Por: Thiago Oliveira

CEO e fundador da Monest

É CEO e fundador da Monest - empresa de recuperação de ativos através da cobrança de débitos por uma agente virtual chamada Mia, conectada por inteligência artificial. Imerso no empreendedorismo desde o início da carreira, com apenas 19 anos ganhou a liderança da equipe de desenvolvimento da Ometz, o que lhe deu o entusiasmo de fundar o Hotel Já, uma startup que oferecia hotéis de alto padrão a um custo muito mais acessível para reservas de última hora.
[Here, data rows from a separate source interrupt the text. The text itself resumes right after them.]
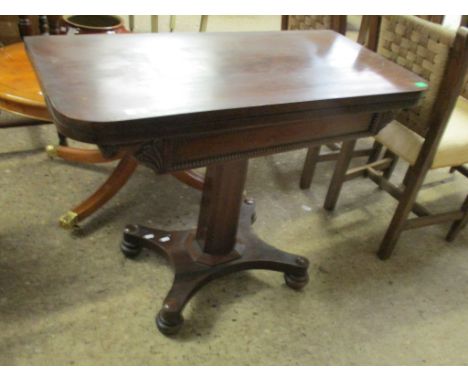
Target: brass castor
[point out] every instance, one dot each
(69, 220)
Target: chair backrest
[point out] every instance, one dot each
(422, 47)
(304, 22)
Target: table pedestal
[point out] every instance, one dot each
(223, 243)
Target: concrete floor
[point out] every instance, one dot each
(72, 298)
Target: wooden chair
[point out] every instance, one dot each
(20, 94)
(314, 155)
(432, 135)
(306, 22)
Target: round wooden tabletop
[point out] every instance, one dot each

Depois, Thiago fundou a Davai, empresa de tecnologia e desenvolvimento, onde atuou em 15 projetos por seis meses, alguns bem expressivos - como Fórmula 1 e Expedia. Atuou como CTO de empresas líderes em inovação no ecossistema de Curitiba, como Hero99 e Beracode. Nesse período, administrou e promoveu o projeto Philips of Holland, que começou no Brasil e hoje ganha proporções mundiais. É graduado pela PUC/PR em Sistemas de Informação, com especialização em Machine Learning pela Udacity (2018) e tem mais de 15 anos de experiência no setor de tecnologia, com uma atuação consolidada no mercado de cobrança há mais de 10 anos. Eleito umas das 50 lideranças de Finanças e Risco pelo CMS Financial Innovation 2023.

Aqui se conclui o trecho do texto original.